The histological appearance of constructs from the high flow rate and gradually increasing flow rate cultures is shown in Figure 3. The smaller size of the tissues produced under high flow rate conditions (length 6.9 mm, maximum thickess 2.3 mm) compared with those produced with gradually increasing flow rate (length 14 mm, maximum thickess 3.5 mm) (Figs. 3a, 3b) is consistent with visual observations of construct shrinkage in the high flow rate experiments. Operating the bioreactor with gradually increasing flow rate produced tissues with more intense staining for GAG compared with those produced at high flow rate (Figs. 3a, 3b), reflecting the quantitative results for GAG concentration (Fig. 2a). Both cultures generated contructs that stained positively for collagen type I (Figs. 3c, 3d); collagen type I was localized mainly in the peripheral regions after the gradual increase in flow rate treatment compared with a mostly internal distribution in the high flow rate constructs.
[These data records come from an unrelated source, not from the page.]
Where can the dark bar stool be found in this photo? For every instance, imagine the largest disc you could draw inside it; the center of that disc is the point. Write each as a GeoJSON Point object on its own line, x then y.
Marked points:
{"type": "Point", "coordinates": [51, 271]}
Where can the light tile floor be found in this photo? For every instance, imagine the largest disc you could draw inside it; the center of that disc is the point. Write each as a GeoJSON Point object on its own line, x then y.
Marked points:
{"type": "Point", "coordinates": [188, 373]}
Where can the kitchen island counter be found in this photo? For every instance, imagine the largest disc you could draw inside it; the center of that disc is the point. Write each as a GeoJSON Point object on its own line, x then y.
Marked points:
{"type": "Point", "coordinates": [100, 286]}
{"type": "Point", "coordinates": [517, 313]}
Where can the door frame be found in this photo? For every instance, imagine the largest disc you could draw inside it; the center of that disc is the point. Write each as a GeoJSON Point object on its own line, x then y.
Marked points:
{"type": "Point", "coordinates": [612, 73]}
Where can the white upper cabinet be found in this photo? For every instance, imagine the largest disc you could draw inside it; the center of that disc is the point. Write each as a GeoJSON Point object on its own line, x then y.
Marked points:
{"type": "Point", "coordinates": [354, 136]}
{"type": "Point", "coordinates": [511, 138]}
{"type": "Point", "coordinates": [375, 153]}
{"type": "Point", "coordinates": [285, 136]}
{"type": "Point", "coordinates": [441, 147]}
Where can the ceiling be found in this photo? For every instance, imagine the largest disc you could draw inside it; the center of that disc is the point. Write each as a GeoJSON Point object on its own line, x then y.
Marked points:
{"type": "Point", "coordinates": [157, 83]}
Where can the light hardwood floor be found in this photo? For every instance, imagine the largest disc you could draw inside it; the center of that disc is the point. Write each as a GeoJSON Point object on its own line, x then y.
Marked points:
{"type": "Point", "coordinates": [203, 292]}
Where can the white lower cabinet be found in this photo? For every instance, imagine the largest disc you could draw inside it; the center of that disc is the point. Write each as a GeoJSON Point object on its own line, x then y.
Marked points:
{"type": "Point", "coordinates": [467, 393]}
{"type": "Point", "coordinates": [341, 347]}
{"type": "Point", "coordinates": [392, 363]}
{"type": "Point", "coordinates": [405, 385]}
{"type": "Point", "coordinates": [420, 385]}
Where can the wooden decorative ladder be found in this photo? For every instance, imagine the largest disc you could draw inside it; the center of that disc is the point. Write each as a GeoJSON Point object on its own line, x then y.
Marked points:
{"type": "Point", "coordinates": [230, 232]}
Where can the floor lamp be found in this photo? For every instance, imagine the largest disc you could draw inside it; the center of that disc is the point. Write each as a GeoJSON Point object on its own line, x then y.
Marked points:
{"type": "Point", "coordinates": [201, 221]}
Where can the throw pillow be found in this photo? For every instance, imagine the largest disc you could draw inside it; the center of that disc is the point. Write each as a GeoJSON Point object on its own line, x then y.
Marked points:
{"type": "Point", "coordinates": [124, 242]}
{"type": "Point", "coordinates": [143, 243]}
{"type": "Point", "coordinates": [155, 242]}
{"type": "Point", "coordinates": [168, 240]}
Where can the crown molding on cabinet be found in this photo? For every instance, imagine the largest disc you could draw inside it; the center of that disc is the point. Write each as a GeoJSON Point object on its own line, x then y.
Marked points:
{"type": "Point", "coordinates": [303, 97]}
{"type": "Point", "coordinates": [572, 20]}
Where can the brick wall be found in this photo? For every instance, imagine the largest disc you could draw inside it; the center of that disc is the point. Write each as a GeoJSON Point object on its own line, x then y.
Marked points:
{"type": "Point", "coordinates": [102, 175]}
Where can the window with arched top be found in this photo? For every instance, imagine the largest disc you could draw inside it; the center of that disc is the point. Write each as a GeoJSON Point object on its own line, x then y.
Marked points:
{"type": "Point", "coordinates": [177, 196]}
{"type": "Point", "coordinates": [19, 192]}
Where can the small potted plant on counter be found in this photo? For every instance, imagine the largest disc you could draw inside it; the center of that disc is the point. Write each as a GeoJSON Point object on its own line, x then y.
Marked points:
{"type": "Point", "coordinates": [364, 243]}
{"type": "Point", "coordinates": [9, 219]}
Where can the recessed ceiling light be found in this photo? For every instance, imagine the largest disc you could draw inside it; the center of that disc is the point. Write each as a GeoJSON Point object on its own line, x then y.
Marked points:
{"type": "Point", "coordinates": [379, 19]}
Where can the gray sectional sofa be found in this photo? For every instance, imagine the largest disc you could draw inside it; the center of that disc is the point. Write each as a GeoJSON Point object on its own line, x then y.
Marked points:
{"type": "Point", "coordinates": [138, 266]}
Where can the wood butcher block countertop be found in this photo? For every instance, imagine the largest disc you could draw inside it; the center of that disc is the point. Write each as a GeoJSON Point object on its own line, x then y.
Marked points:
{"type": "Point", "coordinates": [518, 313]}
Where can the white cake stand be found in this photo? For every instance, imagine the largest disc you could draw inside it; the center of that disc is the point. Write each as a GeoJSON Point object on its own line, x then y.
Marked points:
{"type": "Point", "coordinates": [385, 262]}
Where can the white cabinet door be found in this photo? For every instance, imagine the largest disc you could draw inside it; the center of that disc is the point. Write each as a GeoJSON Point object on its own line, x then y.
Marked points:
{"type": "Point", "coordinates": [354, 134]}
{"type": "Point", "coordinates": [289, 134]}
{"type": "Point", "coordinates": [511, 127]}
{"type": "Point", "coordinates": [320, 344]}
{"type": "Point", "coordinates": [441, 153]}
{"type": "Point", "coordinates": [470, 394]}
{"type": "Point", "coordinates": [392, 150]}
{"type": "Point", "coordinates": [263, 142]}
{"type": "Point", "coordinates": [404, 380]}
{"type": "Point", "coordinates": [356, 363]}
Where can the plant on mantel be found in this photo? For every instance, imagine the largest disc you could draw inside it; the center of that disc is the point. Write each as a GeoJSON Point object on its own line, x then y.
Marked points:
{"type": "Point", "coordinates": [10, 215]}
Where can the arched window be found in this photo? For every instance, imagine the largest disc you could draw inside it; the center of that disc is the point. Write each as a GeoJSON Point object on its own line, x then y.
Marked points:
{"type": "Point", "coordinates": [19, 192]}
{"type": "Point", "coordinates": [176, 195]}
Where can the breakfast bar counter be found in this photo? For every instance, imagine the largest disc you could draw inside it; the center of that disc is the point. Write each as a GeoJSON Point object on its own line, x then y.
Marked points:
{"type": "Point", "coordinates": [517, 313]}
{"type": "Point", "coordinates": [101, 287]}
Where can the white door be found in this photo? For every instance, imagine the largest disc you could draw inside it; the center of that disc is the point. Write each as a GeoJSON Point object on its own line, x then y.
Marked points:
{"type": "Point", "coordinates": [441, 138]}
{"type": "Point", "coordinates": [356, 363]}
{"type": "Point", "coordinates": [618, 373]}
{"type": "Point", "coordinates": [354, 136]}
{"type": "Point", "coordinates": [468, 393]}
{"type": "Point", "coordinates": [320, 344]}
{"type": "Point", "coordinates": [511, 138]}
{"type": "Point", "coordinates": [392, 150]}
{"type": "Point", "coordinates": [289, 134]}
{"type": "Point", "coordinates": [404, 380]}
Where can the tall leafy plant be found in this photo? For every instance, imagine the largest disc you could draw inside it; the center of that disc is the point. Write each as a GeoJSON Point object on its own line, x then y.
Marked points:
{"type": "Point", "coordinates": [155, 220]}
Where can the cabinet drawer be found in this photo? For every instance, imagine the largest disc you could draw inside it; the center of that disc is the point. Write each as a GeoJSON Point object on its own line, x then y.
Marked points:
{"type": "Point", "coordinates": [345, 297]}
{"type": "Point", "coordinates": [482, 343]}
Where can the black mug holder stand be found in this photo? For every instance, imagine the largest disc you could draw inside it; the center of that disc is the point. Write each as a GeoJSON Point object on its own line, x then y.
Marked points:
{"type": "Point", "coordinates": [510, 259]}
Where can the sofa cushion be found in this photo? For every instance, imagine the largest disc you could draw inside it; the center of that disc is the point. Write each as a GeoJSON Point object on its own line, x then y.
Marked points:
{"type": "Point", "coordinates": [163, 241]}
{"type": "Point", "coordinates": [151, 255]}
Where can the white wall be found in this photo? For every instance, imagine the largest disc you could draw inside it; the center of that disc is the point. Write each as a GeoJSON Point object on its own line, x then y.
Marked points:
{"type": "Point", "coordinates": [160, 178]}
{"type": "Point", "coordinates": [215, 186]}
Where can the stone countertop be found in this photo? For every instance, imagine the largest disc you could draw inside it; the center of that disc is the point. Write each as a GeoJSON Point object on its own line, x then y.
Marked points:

The development of low GAG/high collagen type I capsules at the periphery of cartilage constructs has been observed previously [15], [16] and has been attributed to high fluid shear, mixing, and turbulence at the construct surface [2]. Immunostaining for collagen type II was more intense and uniformly distributed in constructs produced using a gradual increase in flow rate compared with high flow rate conditions (Figs. 3e, 3f). Higher magnification of sections immunostained for collagen type II (Figs. 3g, 3h) showed fewer undissolved PGA fibers and cells of more rounded shape surrounded by pericellular regions in constructs from the gradual increase in flow rate cultures compared with those at high flow rate. The presence of undissolved PGA fibers in the high flow rate construct (seen in the lower half of Fig. 3g) is consistent with tissue shrinkage and medium by-passing during the later stages of the culture period.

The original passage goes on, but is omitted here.